When Evan Rachel Wood crashes onto the scene as a gum-smacking, winking version of Madonna, Weird takes an even more drastic, inspired turn. Al and the Material Girl begin such a torrid collaboration that, surely, the genius of Al Yankovic will be ruined by this crucifix-donned temptress?! No other artist but Al Yankovic would dare to bend his own history to make fodder like this, and no other artist like Madonna could handle the jabs that Yankovic and Appel’s screenplay take. There is a reason why Madonna is a legend–she doesn’t sweat the small stuff, and neither does Al. Wood has never been more game in her career, and she coos and moans with vibrating glee.
Between Swiss Army Man and Miracle Workers (and even The Lost City and Unbreakable Kimmy Schmidt) Daniel Radcliffe proves one again that he is one of the most willing actors of his generation. His Al is eager, arrogant, assured, and coy all at once. He lip syncs like a pro and he makes Al Yankovic sexy again. Radcliffe, simply put, gives a tour-de-force performance. Give him any and all awards you want. An Emmy. An Oscar! Are the Cable Aces still around? A Nobel, thank you very much! The mustache quivers and the curls quake on Radcliffe’s head. He’s absolutely alive when he’s on stage.

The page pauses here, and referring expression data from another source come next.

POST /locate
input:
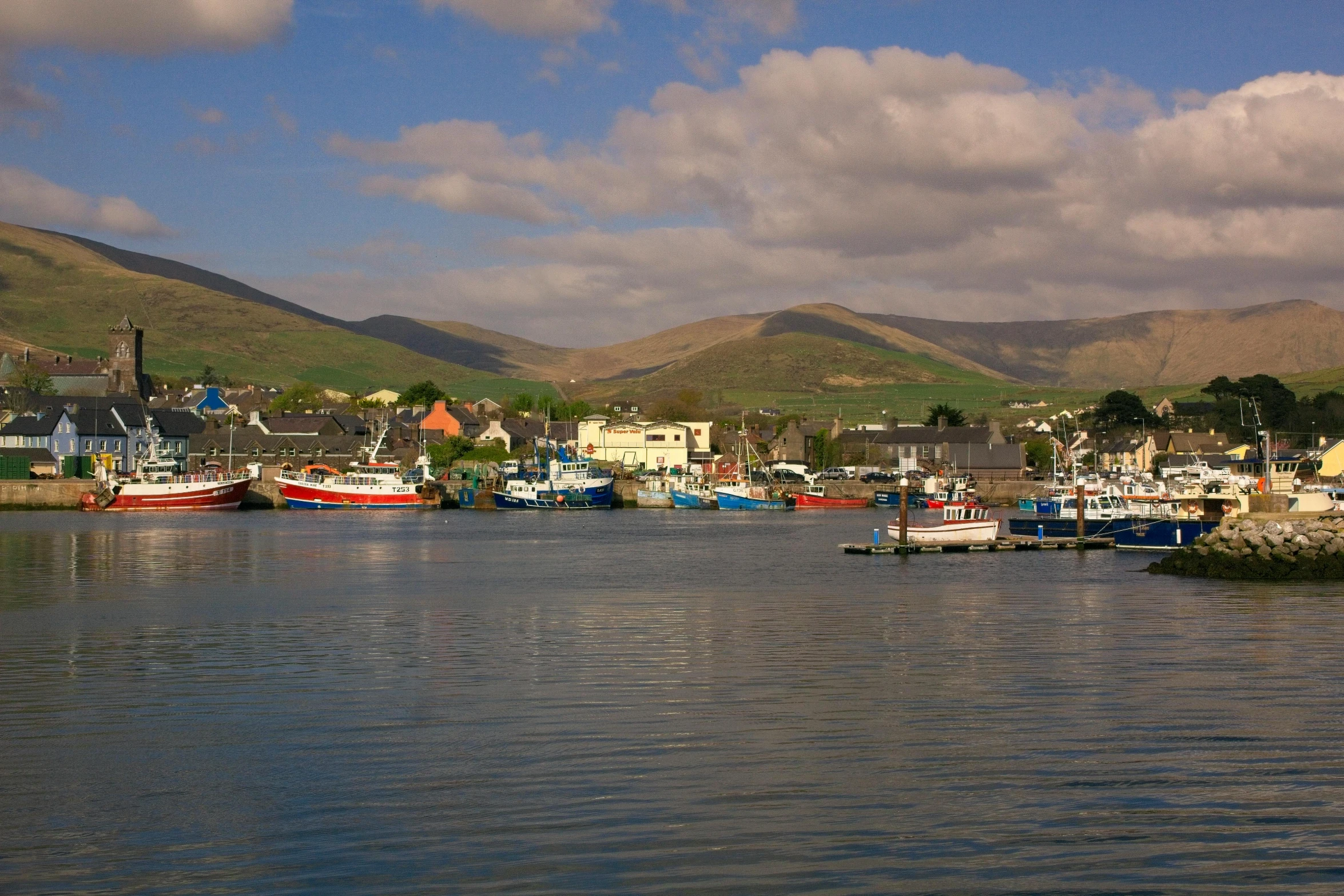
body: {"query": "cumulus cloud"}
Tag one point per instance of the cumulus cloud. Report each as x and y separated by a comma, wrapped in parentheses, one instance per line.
(910, 183)
(30, 199)
(548, 19)
(143, 26)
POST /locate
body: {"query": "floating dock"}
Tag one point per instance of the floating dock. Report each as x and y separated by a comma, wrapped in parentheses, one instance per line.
(997, 544)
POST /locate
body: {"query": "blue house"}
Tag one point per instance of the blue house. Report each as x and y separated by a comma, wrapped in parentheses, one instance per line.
(98, 432)
(212, 402)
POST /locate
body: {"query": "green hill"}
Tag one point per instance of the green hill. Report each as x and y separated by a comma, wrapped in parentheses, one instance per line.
(65, 296)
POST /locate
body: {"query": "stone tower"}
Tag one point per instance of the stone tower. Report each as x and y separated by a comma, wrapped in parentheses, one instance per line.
(125, 358)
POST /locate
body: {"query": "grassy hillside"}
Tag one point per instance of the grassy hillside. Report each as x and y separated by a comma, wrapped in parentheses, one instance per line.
(63, 296)
(1148, 348)
(790, 366)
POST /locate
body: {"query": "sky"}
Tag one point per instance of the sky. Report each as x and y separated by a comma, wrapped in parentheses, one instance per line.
(588, 171)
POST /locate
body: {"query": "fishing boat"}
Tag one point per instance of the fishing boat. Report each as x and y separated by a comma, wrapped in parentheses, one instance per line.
(960, 524)
(371, 484)
(739, 496)
(522, 495)
(816, 497)
(158, 487)
(742, 489)
(655, 493)
(555, 481)
(694, 493)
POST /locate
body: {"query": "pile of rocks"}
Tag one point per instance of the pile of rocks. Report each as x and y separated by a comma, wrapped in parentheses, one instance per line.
(1264, 550)
(1287, 540)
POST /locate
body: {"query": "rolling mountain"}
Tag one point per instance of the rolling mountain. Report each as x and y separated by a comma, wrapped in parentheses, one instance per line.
(59, 293)
(1151, 348)
(55, 290)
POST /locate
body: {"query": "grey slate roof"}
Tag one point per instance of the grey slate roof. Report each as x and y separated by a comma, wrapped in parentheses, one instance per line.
(31, 425)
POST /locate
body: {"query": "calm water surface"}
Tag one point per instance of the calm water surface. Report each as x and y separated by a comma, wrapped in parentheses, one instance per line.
(647, 702)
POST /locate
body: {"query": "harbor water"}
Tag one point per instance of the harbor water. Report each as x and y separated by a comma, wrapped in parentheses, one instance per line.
(663, 702)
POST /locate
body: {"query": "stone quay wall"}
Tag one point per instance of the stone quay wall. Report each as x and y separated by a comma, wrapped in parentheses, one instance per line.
(43, 495)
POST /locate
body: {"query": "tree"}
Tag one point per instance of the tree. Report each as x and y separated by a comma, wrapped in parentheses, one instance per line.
(424, 394)
(1039, 453)
(34, 379)
(300, 397)
(824, 452)
(1276, 401)
(943, 409)
(451, 449)
(1122, 409)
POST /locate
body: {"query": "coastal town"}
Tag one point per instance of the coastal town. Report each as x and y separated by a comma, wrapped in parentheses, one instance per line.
(81, 422)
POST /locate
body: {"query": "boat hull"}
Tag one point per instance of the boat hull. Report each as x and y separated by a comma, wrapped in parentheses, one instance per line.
(179, 496)
(694, 501)
(893, 499)
(1068, 528)
(951, 532)
(304, 496)
(1160, 535)
(817, 501)
(730, 501)
(647, 499)
(506, 501)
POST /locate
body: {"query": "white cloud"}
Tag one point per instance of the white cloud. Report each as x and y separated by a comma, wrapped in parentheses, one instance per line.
(904, 182)
(143, 26)
(550, 19)
(30, 199)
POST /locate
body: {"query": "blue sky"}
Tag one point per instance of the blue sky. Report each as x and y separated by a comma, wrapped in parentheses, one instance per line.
(222, 137)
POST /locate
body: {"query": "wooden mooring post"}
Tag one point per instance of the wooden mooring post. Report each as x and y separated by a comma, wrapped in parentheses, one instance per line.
(905, 509)
(1082, 524)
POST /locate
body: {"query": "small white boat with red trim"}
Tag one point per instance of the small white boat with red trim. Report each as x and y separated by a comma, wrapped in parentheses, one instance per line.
(960, 524)
(158, 487)
(367, 485)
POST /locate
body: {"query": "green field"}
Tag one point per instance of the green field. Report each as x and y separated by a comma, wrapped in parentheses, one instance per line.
(496, 387)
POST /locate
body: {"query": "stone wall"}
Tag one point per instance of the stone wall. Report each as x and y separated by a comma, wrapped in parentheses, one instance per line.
(1272, 547)
(43, 495)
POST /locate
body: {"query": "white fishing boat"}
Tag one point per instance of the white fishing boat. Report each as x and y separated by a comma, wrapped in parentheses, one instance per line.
(960, 524)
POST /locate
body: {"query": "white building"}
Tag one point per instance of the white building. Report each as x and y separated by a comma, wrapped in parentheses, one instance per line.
(635, 444)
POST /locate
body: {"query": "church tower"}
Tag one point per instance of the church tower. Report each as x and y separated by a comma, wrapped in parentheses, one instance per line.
(125, 359)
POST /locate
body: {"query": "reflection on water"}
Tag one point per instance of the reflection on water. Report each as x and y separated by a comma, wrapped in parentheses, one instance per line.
(667, 702)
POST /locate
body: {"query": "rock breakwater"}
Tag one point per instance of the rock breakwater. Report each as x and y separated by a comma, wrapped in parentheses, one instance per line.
(1264, 550)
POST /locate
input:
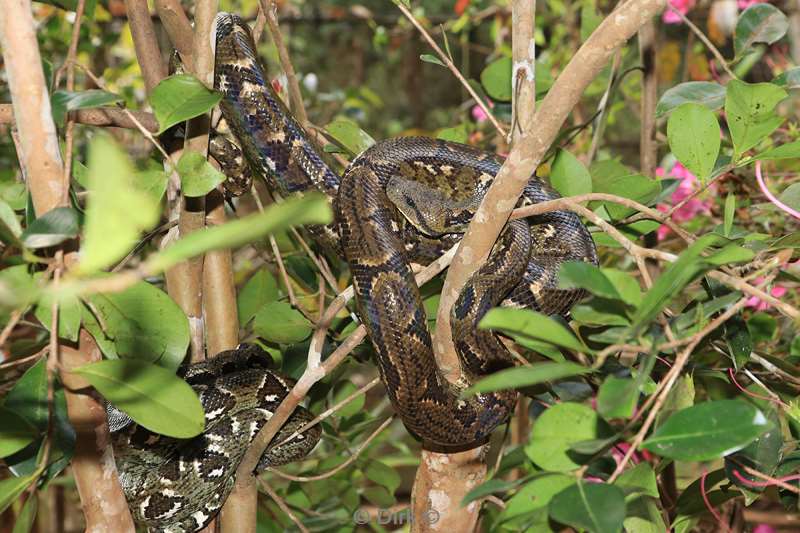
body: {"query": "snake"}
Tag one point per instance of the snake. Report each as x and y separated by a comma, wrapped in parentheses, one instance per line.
(398, 205)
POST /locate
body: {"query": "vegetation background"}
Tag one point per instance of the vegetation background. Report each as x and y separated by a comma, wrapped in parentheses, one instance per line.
(668, 402)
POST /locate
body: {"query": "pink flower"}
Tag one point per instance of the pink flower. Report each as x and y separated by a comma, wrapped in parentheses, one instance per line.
(686, 187)
(759, 305)
(478, 113)
(670, 17)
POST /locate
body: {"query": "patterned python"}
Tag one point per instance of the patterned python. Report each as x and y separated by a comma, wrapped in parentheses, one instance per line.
(403, 201)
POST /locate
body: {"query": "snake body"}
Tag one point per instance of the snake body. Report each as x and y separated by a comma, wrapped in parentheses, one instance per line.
(401, 202)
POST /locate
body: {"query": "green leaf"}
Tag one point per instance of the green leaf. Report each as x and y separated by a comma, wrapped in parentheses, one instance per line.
(569, 176)
(63, 102)
(596, 507)
(674, 278)
(455, 134)
(578, 274)
(15, 432)
(12, 488)
(750, 111)
(533, 325)
(52, 228)
(69, 316)
(142, 322)
(694, 137)
(730, 212)
(525, 376)
(789, 79)
(785, 151)
(708, 431)
(711, 95)
(153, 397)
(428, 58)
(117, 211)
(260, 288)
(279, 322)
(496, 79)
(381, 474)
(349, 135)
(198, 177)
(309, 209)
(641, 479)
(759, 23)
(617, 397)
(556, 429)
(179, 98)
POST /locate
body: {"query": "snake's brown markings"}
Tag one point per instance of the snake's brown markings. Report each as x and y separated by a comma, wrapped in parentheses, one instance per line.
(379, 243)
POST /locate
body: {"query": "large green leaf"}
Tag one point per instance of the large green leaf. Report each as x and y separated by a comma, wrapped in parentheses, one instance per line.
(595, 507)
(694, 137)
(117, 212)
(179, 98)
(310, 209)
(569, 176)
(279, 322)
(152, 396)
(759, 23)
(525, 376)
(142, 322)
(708, 94)
(554, 432)
(750, 111)
(708, 430)
(533, 325)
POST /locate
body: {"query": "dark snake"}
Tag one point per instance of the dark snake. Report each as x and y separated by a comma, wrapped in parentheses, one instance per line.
(402, 201)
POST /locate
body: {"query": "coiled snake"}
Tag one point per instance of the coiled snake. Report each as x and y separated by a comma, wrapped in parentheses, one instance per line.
(402, 201)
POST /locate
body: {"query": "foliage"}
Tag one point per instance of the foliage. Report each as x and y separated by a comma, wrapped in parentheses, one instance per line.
(614, 432)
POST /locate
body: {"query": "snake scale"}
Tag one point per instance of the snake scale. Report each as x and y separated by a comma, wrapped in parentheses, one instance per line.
(403, 201)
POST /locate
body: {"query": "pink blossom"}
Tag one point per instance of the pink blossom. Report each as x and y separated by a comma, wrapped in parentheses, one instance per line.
(670, 17)
(759, 305)
(686, 187)
(478, 113)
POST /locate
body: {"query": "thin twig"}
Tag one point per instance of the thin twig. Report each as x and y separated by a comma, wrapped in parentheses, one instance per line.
(449, 64)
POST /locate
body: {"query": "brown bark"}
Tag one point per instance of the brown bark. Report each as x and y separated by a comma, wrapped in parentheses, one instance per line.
(93, 465)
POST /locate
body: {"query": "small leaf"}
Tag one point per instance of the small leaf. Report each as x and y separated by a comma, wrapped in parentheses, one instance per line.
(309, 209)
(279, 322)
(179, 98)
(730, 212)
(694, 137)
(708, 94)
(750, 112)
(15, 432)
(428, 58)
(260, 288)
(118, 211)
(496, 79)
(596, 507)
(349, 135)
(556, 429)
(525, 376)
(708, 430)
(578, 274)
(198, 177)
(533, 325)
(152, 396)
(52, 228)
(759, 23)
(569, 176)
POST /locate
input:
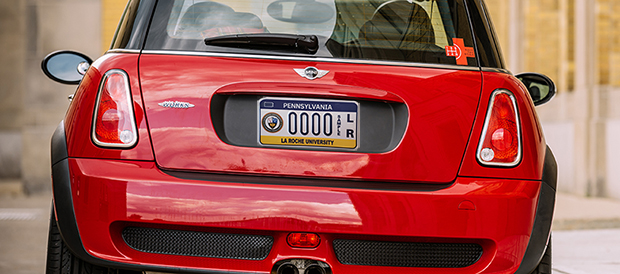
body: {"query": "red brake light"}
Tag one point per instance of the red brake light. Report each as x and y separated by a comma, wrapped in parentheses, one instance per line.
(303, 240)
(114, 124)
(500, 143)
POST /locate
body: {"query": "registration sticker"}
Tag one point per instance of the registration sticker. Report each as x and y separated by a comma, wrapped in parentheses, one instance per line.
(308, 122)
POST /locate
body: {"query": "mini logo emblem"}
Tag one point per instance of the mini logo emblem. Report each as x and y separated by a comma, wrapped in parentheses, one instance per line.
(272, 122)
(311, 73)
(176, 104)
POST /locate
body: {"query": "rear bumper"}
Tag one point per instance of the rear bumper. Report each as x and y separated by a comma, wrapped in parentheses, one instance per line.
(96, 199)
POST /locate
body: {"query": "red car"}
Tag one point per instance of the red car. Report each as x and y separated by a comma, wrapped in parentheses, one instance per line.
(301, 137)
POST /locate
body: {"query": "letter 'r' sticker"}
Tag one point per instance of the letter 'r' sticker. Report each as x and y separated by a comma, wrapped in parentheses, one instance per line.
(459, 51)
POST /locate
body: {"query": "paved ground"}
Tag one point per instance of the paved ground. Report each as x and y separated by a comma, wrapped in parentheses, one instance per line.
(586, 237)
(23, 234)
(586, 251)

I have never before seen a film so confidently skewer the genre it was participating in while being refreshingly sly and stupid. It’s gut-bustingly funny and demands that you play with the form. If Al Yankovic can have this much fun with his own life, you can do the same. You just have to play around with the words and the rhyme.
Weird: The Al Yankovic Story debuts on Roku on November 4.